Personal information
- Born:: April 25, 1977 (age 47) Brooklyn, New York, U.S.
- Height:: 6 ft 0 in (1.83 m)
- Weight:: 210 lb (95 kg)

Career information
- High school:: Southwest DeKalb (Decatur, Georgia)
- College:: Georgia Tech
- NFL draft:: 1999: 7th round, 252nd pick

Career history
- St. Louis Rams (1999)*; Washington Redskins (2000)*; Rhein Fire (2000-2001); New York Giants (2001); Seattle Seahawks (2003)*; Kansas City Chiefs (2004)*; New Orleans Saints (2005)*; Edmonton Eskimos (2006); Oakland Raiders (2006)*;
- * Offseason and/or practice squad member only

Career highlights and awards
- 2× First-team All-ACC (1997, 1998);

Career NFL statistics
- Punts:: 91
- Punt yards:: 3,905
- Punting average:: 42.9
- Stats at Pro Football Reference

= Rodney Williams (punter) =

American football player (born 1977)

Rodney Colin Williams (born April 25, 1977) is an American former professional football punter.

==College career==
Williams, who played from 1995 to 1998, left Georgia Tech as the school's career leader in punting average at 41.1 yards a kick.
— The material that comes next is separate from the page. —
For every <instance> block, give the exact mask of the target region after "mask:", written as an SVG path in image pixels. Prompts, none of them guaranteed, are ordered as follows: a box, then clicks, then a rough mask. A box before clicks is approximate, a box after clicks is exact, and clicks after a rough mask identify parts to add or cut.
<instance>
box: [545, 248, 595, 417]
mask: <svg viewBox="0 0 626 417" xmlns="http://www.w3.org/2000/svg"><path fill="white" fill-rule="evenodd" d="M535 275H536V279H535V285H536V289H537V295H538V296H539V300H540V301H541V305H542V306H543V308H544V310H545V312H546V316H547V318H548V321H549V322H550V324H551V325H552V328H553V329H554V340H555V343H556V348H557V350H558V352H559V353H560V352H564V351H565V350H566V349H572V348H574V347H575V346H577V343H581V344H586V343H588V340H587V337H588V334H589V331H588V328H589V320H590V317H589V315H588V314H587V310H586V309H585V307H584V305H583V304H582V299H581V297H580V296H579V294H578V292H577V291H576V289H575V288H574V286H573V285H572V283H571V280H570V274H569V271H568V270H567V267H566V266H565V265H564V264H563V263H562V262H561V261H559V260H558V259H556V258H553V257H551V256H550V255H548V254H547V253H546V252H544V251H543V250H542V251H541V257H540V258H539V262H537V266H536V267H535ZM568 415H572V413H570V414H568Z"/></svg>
His single-season average of 45.64 yards per punt in 1997 set a school record that stood until Pressley Harvin III broke it in 2020 with an average of 48.0 yards per punt. That same season, he had a school record 553 punting yards against Florida State. In November 2011, Williams was inducted into the Georgia Tech Sports Hall of Fame.

==Professional career==
Williams was selected out of Georgia Tech by the St. Louis Rams in the seventh round of the 1999 NFL draft. Williams played 2 seasons in NFL Europe where he was a Special Teams Captain for the 2000 World Bowl Champions, Rhine Fire. In 2001 landing a job with the New York Giants. At the time, Williams was the only African-American punter in the NFL, and was just the fourth in the league's history. Williams set a team record with a 90-yard punt on Monday Night Football on September 10, 2001, in Denver against the Broncos, a record that stands to date. Williams officially retired from the NFL in 2007.